Diferente da situação de Orlando, o padeiro Higor Prado, 19, contraiu o vírus em agosto de 2020 e as sequelas ainda não tiveram fim. “Quando fiquei doente, senti todos os sintomas possíveis que estavam falando na época, tive falta de ar, febre alta, minha garganta ficou horrível e fiquei com o corpo ruim, no geral. Mesmo após tudo isso passar, sinto que meu corpo não é o mesmo, não faço mais coisas que conseguia antigamente, eu tinha o costume de correr, corria quilômetros sem sentir nada, agora se corro a fadiga é grande.”
 
Segundo Prado, hoje ele enfrenta diversos problemas para trabalhar, diz se cansar mais rapidamente e que enfrenta constantes dores de cabeça, coisa que acontecia raramente.
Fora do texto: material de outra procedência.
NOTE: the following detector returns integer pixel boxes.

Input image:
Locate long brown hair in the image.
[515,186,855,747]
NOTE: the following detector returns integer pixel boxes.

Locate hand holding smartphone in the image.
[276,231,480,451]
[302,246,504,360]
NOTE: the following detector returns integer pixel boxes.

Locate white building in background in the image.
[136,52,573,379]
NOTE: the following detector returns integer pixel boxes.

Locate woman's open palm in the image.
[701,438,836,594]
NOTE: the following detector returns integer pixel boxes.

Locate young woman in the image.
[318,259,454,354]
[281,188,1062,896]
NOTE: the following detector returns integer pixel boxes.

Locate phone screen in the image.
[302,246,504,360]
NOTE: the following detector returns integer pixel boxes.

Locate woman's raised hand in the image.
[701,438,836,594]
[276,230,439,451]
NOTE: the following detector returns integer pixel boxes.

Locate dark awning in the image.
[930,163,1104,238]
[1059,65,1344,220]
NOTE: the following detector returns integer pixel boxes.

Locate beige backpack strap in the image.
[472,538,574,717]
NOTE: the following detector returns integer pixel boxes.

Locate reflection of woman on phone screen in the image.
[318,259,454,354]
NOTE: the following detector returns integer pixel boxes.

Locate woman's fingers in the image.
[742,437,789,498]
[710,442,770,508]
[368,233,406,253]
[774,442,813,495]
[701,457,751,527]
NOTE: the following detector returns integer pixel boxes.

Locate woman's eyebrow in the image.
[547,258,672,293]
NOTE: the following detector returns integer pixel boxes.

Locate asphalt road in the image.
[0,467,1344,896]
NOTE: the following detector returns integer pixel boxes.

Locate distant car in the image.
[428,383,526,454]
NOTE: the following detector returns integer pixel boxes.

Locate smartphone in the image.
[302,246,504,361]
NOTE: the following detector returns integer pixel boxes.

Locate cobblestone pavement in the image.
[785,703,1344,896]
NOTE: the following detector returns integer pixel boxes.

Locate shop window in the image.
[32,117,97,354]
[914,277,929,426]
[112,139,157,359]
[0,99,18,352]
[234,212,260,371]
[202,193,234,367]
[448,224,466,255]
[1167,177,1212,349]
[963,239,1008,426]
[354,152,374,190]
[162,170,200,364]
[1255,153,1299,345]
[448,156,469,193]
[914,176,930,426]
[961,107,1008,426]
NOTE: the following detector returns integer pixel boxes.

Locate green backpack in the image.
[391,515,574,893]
O jovem teve muita dificuldade na época de confirmar que estava infectado. Ele conta que fez três testes, porque houve divergência nos resultados. “No segundo teste, o resultado foi negativo, fiz um terceiro para ter certeza porque estava sentindo todos os sintomas e o primeiro ainda não havia saído. O último teste deu positivo, logo depois o primeiro saiu com o mesmo resultado.”
 
Além das dificuldades que cada um enfrenta, existe um medo de transmitir a doença para familiares. O estudante Rafael Carvalho, 18, ao sentir os primeiros sintomas da covid, se isolou. "Quando comecei a tossir, já me isolei no quarto, fiz isso por conta do meu irmão e padrasto. Meu irmãozinho tem alguns problemas no pulmão e isso me deixou muito preocupado, eu não havia nem feito o teste ainda."
 
O estudante contraiu o coronavírus no início de maio, mas ainda vem enfrentando problemas e está fazendo novos tipos de tratamentos. “Segundo minha médica, provavelmente fiquei com fibrose no pulmão, e hoje estou tendo que fazer um tipo de fisioterapia pulmonar, para tentar recuperá-lo. Bom, pelo menos, ao que ele era antes. Além disso, também ainda não recuperei meu paladar, o cansaço vem fácil e muitas vezes estou me perdendo nas conversas, os 'brancos' estão frequentes.”
 
Segundo o Boletim Epidemiológico divulgado pela Prefeitura, 1.926 pessoas de 10 a 19 anos contraíram o vírus até o primeiro dia de junho em Franca. Homero Rosa, médico da Vigilância Epidemiológica, conta que não há um grande número de casos nessa faixa etária, mas que esse público pode ser alvejado pelo vírus. “Como estamos avançando de uma forma mais rápida na vacinação no país, existe uma tendência de maior prevalência da transmissão ocorrer em pessoas não vacinadas ou que não foram infectadas, cada vez mais acometendo as populações mais jovens.”
 
O médico também adverte que o vírus pode vir a se tornar mais agressivo. “Como um vírus tem necessidade de sobrevivência e com as barreiras impostas principalmente pela vacinação, ele sofre mutações genéticas de tempos em tempos para tentar driblar esta situação e, com isso, tende a ter comportamento mais infectante e mais agressivo.”

Homero afirma que a melhor forma para reverter essa mutação é a vacinação de bloqueio, que tem como objetivo imunizar toda população no menor tempo possível.